Another factor strengthening the power of the results was that Ms. Nobles and coauthor Florencia Torche, of Stanford, implemented a kind of control group, in which they identified the pre-pandemic siblings of the babies born during the pandemic to the same families, and further analyzed preterm birth risk without COVID as a factor.

At Allegheny Health Network, Dr. Aziz found that pregnant patients were likely to get more sick from COVID-19 than people their same age and the same health problems.

While UPMC Magee Women’s Hospital president Dr. Richard Beigi didn’t think the study provided direct evidence to point to causation, he does concur with the importance of vaccination in this population and said the results were “encouraging in regard to additional benefits of vaccination in pregnancy.”

Dr. Beigi, a professor at Pitt School of Medicine specializing in studying respiratory infections in pregnant women, also noted similar trends at the hospital, specifically those that shifted as different variants, like the Delta variant, came on the scene.

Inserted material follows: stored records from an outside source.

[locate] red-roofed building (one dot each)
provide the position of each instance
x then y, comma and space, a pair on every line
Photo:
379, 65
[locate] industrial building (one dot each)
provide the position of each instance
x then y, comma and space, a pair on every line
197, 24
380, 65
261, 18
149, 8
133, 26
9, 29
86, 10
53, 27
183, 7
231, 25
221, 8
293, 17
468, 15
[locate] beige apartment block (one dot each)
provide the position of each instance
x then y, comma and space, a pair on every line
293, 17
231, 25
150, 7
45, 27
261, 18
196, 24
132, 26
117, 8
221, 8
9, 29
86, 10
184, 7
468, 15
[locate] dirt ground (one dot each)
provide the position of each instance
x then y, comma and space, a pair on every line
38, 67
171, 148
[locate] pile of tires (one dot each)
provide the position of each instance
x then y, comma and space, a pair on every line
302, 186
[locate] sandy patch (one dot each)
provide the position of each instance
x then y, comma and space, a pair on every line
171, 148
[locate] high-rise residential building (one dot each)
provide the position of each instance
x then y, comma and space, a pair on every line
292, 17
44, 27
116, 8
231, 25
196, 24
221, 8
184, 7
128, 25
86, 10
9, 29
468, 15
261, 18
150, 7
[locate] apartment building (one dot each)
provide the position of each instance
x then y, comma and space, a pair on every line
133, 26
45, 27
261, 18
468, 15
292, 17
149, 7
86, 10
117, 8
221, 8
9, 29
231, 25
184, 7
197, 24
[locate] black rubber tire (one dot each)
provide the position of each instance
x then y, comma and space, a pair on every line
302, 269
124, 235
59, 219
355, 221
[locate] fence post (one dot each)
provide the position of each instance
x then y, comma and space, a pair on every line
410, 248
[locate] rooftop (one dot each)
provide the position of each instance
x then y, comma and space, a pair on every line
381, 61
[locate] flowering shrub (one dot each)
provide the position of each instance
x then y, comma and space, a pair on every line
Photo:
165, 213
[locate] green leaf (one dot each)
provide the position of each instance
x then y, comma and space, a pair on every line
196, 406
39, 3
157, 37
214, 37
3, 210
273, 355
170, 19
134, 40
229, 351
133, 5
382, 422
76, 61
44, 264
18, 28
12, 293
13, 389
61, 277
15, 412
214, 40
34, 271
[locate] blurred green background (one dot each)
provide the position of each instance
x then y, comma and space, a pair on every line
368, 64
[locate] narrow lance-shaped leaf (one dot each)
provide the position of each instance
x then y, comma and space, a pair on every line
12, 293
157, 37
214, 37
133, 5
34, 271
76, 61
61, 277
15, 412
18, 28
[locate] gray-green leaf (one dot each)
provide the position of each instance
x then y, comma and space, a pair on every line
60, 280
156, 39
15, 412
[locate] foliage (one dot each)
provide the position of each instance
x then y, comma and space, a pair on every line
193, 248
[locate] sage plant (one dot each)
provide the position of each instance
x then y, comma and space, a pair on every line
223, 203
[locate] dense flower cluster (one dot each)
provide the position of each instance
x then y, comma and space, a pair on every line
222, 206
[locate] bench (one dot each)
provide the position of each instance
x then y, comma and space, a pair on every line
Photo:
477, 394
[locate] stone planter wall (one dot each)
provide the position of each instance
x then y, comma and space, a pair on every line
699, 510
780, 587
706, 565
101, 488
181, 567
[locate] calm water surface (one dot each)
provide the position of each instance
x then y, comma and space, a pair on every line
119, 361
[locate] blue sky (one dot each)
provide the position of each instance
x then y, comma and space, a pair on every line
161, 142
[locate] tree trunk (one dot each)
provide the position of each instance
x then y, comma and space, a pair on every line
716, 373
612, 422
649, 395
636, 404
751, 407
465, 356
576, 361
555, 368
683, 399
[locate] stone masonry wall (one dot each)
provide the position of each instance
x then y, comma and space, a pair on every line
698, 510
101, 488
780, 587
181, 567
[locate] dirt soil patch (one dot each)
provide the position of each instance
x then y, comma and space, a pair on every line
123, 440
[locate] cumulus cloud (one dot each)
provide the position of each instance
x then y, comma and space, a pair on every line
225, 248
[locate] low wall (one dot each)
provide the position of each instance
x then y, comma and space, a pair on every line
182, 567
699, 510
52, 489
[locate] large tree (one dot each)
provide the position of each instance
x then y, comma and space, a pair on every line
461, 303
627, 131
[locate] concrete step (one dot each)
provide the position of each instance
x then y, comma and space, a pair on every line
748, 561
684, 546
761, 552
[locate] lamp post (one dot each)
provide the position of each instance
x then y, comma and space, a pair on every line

“As the vaccine started rolling out and as the Delta wave subsided, we did seem to see less severe disease at Magee,” he said. “There’s a lot of benefit to pregnant women taking immunization.”

With the study conducted on California residents, he noted that vaccination rates in California are generally higher than in other areas, but that based on prior evidence of respiratory illness in pregnant women and vaccines, he had “no reason to believe” the same effect wouldn’t be seen in other regions of the U.S.

Dr. Aziz thought that because “California is quite heterogeneous,” the results would be generalizable.

So what’s next? Ms. Nobles noted that, due to a combination of widespread vaccination and immunity from exposure to coronavirus, preterm birth risk remains low, but that still could change. Vaccination rates have plateaued, as there has been less interest in getting updated shots. Doctors have since shifted to promoting the idea of annual COVID vaccinations — just like flu — to keep up with an ever-changing virus.

“As the virus continues to evolve, it’s likely that the low level of boosting will become an issue,” she said. “We just don’t know how long we’ll be able to ride out the early wave of vaccinations.”